The Mother argued in favor of certiorari review because, based on her view that the Rehearing Motion was untimely, the trial court was without jurisdiction to entertain it. The Court set out the standard test for certiorari relief:

“To obtain relief by way of a writ of certiorari, a petitioner must establish: 1) a departure from the essential requirements of the law, 2) a resulting material injury for the remainder of the trial, and 3) the lack of an adequate remedy on appeal.”… The second and third prongs of this three-part standard of review are often combined into the concept of “irreparable harm,” and they are jurisdictional.

Applying this test — and its prior procedural analysis that the trial court had the power to reconsider the Modification Order and enter the Reconsideration Order — the Court found that the Reconsideration Order neither departed from the essential requirements of law or caused irreparable harm. The Court therefore held that it lacked jurisdiction to grant the requested certiorari relief.

The request for mandamus relief likely asked the Court to order the trial court to enter final judgment on the Modification Order. As the Court explained:

“Mandamus is a common law remedy used to enforce an established legal right by compelling a person in an official capacity to perform an indisputable ministerial duty required by law.” … “To state a cause of action for mandamus, a party must allege a clear legal right to performance of the act requested, an indisputable legal duty, and the lack of an adequate remedy at law.”

Op. at 11 (citations omitted). In this case, because the trial court had the power to reconsider its own interlocutory order, the Mother could not prove she was entitled to compel the trial court to enforce an established legal right to entry of judgment in her favor. The Court therefore denied the petition for writ of mandamus.

Kudos

Congratulations again to my friend Vicki Levin Eskin of Levy & Associates, P.A. for her appellate win!
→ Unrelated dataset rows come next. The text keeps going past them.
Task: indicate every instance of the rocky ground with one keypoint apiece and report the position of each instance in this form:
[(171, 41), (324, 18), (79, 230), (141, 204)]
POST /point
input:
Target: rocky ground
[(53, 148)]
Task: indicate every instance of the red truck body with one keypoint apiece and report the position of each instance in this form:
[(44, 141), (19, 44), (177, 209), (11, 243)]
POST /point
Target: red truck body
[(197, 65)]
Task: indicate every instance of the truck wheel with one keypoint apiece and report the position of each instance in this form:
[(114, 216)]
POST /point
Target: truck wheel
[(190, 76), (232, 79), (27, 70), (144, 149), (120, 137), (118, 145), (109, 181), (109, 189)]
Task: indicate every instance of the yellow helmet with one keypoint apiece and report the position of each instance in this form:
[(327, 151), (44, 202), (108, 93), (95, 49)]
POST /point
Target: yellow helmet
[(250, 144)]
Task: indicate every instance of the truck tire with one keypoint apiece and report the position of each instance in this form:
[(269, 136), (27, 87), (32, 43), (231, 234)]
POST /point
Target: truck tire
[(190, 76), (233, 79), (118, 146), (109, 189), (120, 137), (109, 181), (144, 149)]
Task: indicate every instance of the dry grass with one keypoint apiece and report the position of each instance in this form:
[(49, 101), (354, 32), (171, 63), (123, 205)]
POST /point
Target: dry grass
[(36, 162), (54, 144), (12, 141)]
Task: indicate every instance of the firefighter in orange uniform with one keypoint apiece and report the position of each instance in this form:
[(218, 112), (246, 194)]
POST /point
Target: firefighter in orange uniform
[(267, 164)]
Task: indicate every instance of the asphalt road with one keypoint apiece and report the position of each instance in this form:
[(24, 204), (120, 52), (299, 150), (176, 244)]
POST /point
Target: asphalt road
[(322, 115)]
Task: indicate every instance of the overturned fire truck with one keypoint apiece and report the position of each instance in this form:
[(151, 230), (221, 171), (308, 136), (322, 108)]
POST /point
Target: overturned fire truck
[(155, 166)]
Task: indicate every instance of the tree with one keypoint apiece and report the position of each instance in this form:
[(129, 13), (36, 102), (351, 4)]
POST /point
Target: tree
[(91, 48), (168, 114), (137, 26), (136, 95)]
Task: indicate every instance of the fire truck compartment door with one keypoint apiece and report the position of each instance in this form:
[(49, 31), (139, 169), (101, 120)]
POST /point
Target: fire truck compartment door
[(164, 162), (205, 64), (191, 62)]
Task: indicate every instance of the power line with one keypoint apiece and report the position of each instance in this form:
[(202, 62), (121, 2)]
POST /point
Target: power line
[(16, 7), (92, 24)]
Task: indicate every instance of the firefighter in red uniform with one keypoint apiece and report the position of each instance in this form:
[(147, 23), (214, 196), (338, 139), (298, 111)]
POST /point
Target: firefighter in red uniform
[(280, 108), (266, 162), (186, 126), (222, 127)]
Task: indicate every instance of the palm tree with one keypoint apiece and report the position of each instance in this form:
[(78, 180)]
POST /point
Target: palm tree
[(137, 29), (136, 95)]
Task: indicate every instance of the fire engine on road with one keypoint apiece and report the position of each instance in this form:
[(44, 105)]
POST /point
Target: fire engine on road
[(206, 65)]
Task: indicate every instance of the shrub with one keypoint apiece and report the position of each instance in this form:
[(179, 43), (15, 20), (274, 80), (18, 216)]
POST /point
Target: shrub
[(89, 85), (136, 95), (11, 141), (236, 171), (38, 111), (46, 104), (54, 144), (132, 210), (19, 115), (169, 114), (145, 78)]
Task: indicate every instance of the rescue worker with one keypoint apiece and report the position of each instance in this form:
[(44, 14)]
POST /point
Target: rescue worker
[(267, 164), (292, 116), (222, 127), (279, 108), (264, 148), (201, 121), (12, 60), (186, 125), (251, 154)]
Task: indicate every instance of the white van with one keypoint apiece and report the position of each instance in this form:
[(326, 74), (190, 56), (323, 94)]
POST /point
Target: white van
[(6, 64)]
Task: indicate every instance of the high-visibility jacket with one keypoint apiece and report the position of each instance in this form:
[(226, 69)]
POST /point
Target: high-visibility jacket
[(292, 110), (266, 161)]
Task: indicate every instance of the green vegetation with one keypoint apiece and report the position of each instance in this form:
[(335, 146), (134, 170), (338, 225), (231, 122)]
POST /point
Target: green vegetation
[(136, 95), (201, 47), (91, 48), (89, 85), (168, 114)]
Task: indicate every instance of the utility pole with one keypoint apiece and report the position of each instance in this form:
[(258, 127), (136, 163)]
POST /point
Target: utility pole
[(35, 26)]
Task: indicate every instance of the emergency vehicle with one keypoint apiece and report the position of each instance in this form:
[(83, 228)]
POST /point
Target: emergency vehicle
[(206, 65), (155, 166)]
Vicki represents the Grandmother in this case pro bono, to boot (that means free, folks).

Full Disclosure: I assisted Vicki pro bono in responding to the appellate motion for rehearing or rehearing en banc filed by the other side. I am pleased to report that the court denied rehearing today, so the decision is now final.

Trial Court’s Mandamus Reviewable

If a trial court’s stay order maintains the status quo, can the order be reviewed under Florida Rule of Appellate Procedure 9.130? Or, in plain English, is an injunction by any other name still a reviewable injunction? The Third DCA says yes.

In City of Sunny Isles Beach v. Temple B’Nai Zion, Inc., No. 3D10-1137 (Sept. 8, 2010) [.pdf], the city and the Temple are wrangling over whether the Temple can demolish its existing building to make way for a new one, or whether the city can prevent demolition by naming the Temple a historic site. The trial court issued a “writ of mandamus” that ordered the city not to designate the property as an historic site while the case proceeded. The City appealed, and the Court answered the threshhold question — whether the “writ” was an appealable non-final order — in the affirmative.

Florida Rule of Appellate Procedure 9.130(a)(3)(B) allows district courts of appeal to review “the non-final orders authorized herein”, including those that:

(B) grant, continue, modify, deny, or dissolve injunctions, or refuse to modify or dissolve injunctions;

So is a “mandamus” an injunction? It is when its purpose serves the same purpose as an injunction:

However, “[t]he very purpose of a temporary injunction is to preserve the status quo in order to prevent irreparable harm from occurring before a dispute is resolved. The Order in this case, by preserving the status quo … clearly constituted a temporary injunction.”

(citation omitted). Once framed as an injunction for review purposes, the court went on to explain that the order should also be reviewed as an injunction, and thus must comply with Florida Rule of Civil Procedure 1.610. It didn’t, and the Court therefore held the order to be an abuse of discretion.